Rukobia is specifically indicated for use in combination with other antiretroviral(s) for the treatment of HIV-1 infection in heavily treatment-experienced adults with multidrug-resistant HIV-1 infection failing their current antiretroviral regimen due to resistance, intolerance, or safety considerations.
Rukobia is supplied as an extended release tablet. The recommended dosage of Rukobia is one 600-mg tablet taken orally twice daily with or without food. Swallow tablets whole. Do not chew, crush, or split tablets.
Mechanism of Action
Rukobia (fostemsavir) is a first-in-class HIV-1 attachment inhibitor. After oral administration, fostemsavir is converted to temsavir, which is then absorbed and exerts antiviral activity by attaching directly to the glycoprotein 120 (gp120) subunit on the surface of the virus, thereby blocking HIV from attaching to host immune system CD4+ T-cells and preventing the virus from infecting those cells and multiplying.

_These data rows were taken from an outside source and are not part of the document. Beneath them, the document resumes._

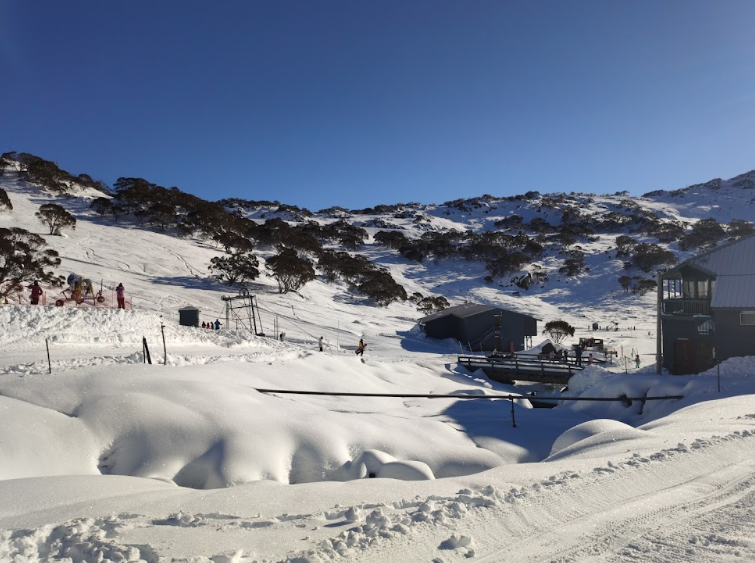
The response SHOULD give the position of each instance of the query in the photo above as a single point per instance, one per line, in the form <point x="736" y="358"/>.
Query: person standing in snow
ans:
<point x="120" y="293"/>
<point x="36" y="293"/>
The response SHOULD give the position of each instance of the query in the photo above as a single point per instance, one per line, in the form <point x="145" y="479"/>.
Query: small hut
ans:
<point x="188" y="316"/>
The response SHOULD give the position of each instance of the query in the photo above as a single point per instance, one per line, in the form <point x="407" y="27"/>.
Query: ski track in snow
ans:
<point x="654" y="508"/>
<point x="561" y="519"/>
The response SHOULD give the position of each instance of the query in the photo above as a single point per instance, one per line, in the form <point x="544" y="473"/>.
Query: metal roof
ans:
<point x="736" y="258"/>
<point x="734" y="292"/>
<point x="467" y="310"/>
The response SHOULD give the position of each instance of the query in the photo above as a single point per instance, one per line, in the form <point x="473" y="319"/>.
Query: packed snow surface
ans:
<point x="195" y="458"/>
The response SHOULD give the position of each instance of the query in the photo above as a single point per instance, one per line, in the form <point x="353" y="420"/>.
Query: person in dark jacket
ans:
<point x="36" y="293"/>
<point x="120" y="293"/>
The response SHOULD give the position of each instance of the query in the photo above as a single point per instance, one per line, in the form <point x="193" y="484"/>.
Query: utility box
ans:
<point x="188" y="316"/>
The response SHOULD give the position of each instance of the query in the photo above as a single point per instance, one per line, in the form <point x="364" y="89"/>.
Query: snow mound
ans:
<point x="593" y="434"/>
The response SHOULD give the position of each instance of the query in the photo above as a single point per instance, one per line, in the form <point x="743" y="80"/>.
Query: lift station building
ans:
<point x="482" y="327"/>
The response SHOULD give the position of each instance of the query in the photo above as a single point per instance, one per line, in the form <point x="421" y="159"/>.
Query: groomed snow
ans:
<point x="111" y="459"/>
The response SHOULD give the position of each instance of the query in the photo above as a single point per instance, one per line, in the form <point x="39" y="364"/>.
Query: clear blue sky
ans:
<point x="354" y="103"/>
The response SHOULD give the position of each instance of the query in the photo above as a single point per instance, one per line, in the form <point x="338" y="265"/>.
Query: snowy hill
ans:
<point x="109" y="458"/>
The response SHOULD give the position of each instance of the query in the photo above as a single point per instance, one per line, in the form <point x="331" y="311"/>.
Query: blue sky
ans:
<point x="355" y="103"/>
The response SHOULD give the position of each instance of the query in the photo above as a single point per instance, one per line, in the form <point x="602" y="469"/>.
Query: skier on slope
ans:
<point x="36" y="292"/>
<point x="120" y="294"/>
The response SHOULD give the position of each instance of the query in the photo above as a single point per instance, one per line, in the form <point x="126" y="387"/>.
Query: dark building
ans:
<point x="188" y="316"/>
<point x="708" y="308"/>
<point x="481" y="327"/>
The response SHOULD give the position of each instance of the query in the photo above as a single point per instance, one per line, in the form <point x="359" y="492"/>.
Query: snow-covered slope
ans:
<point x="108" y="458"/>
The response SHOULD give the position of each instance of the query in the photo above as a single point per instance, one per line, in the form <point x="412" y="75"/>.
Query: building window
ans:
<point x="702" y="289"/>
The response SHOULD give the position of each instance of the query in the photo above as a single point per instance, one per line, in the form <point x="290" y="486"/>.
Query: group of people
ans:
<point x="37" y="292"/>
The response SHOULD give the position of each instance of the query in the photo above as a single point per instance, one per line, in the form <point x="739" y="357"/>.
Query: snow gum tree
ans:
<point x="558" y="330"/>
<point x="5" y="204"/>
<point x="290" y="270"/>
<point x="239" y="267"/>
<point x="25" y="258"/>
<point x="55" y="217"/>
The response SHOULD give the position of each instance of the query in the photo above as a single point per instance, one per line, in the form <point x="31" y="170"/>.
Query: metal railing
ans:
<point x="522" y="365"/>
<point x="627" y="401"/>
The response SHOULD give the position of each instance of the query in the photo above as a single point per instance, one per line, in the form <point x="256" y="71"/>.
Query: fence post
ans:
<point x="165" y="352"/>
<point x="145" y="351"/>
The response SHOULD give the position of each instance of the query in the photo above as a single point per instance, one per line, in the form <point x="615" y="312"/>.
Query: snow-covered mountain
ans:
<point x="104" y="458"/>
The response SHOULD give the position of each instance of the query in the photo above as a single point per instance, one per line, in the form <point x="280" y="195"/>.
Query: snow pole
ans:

As Rukobia is the first antiretroviral therapy to target this step of the viral cycle, there is no demonstrated resistance to other classes of antiretrovirals, which may help patients who have become resistant to most other medicines.

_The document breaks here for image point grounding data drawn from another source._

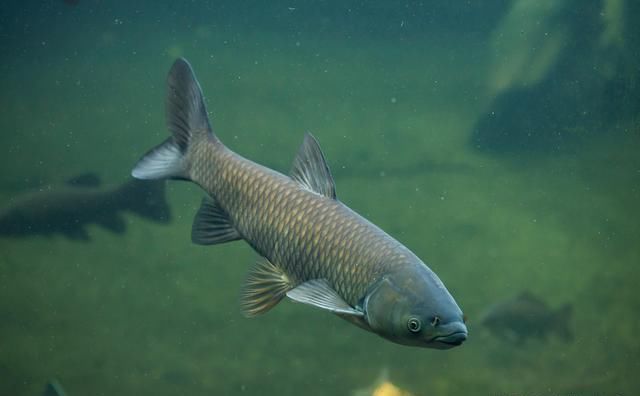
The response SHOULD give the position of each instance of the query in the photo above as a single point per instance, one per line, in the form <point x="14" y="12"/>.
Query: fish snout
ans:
<point x="452" y="334"/>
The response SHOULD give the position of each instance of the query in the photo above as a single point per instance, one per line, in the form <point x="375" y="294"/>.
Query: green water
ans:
<point x="149" y="313"/>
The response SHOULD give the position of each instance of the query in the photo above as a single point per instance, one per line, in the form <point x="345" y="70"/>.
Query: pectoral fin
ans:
<point x="319" y="293"/>
<point x="212" y="225"/>
<point x="265" y="286"/>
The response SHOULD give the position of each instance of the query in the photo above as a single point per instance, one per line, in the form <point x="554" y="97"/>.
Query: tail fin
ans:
<point x="562" y="320"/>
<point x="147" y="198"/>
<point x="187" y="120"/>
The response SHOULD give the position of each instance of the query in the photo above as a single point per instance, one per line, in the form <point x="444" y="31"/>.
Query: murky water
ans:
<point x="499" y="143"/>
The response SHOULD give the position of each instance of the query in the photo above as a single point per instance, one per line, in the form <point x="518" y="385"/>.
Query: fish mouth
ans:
<point x="452" y="339"/>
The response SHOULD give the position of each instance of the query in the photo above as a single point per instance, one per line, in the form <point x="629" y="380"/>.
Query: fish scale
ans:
<point x="264" y="206"/>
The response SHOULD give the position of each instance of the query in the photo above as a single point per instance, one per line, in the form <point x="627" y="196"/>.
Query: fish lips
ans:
<point x="450" y="340"/>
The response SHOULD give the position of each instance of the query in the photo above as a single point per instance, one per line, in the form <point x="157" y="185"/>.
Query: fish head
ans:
<point x="411" y="306"/>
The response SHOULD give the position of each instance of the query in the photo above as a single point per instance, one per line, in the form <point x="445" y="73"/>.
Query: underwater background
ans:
<point x="498" y="140"/>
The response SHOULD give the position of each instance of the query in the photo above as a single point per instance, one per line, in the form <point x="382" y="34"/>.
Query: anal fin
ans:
<point x="265" y="286"/>
<point x="212" y="225"/>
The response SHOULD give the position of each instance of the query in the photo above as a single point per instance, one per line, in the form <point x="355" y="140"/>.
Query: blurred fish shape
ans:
<point x="67" y="209"/>
<point x="526" y="316"/>
<point x="315" y="250"/>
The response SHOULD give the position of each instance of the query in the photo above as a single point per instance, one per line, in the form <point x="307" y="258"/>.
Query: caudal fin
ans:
<point x="186" y="118"/>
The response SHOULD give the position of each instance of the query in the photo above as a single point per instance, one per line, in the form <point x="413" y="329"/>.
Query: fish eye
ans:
<point x="414" y="325"/>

The most common adverse effect associated with the use of Rukobia is nausea.
Clinical Trial Results
The FDA approval of Rukobia, taken twice daily by mouth, was based on BRIGHTE, a clinical trial of 371 heavily treatment-experienced adults who continued to have high levels of virus (HIV-RNA) in their blood despite being on antiretroviral drugs. Two hundred seventy-two patients were treated in the main trial arm, and an additional 99 patients received Rukobia in a different arm of the trial. Most patients had been treated for HIV for more than 15 years (71 percent), had been exposed to five or more different HIV treatment regimens before entering the trial (85 percent) and/or had a history of AIDS (86 percent). Patients in the main cohort of the trial received either Rukobia or a placebo twice daily for eight days, in addition to their failing antiretroviral regimen. On the eighth day, patients treated with Rukobia had a significantly greater decrease in levels of HIV-RNA in their blood compared to those taking the placebo. After the eighth day, all patients received Rukobia with other antiretroviral drugs. After 24 weeks of Rukobia plus other antiretroviral drugs, 53 percent of patients achieved HIV RNA suppression, where levels of HIV were low enough to be considered undetectable. After 96 weeks, 60 percent of patients continued to have HIV RNA suppression.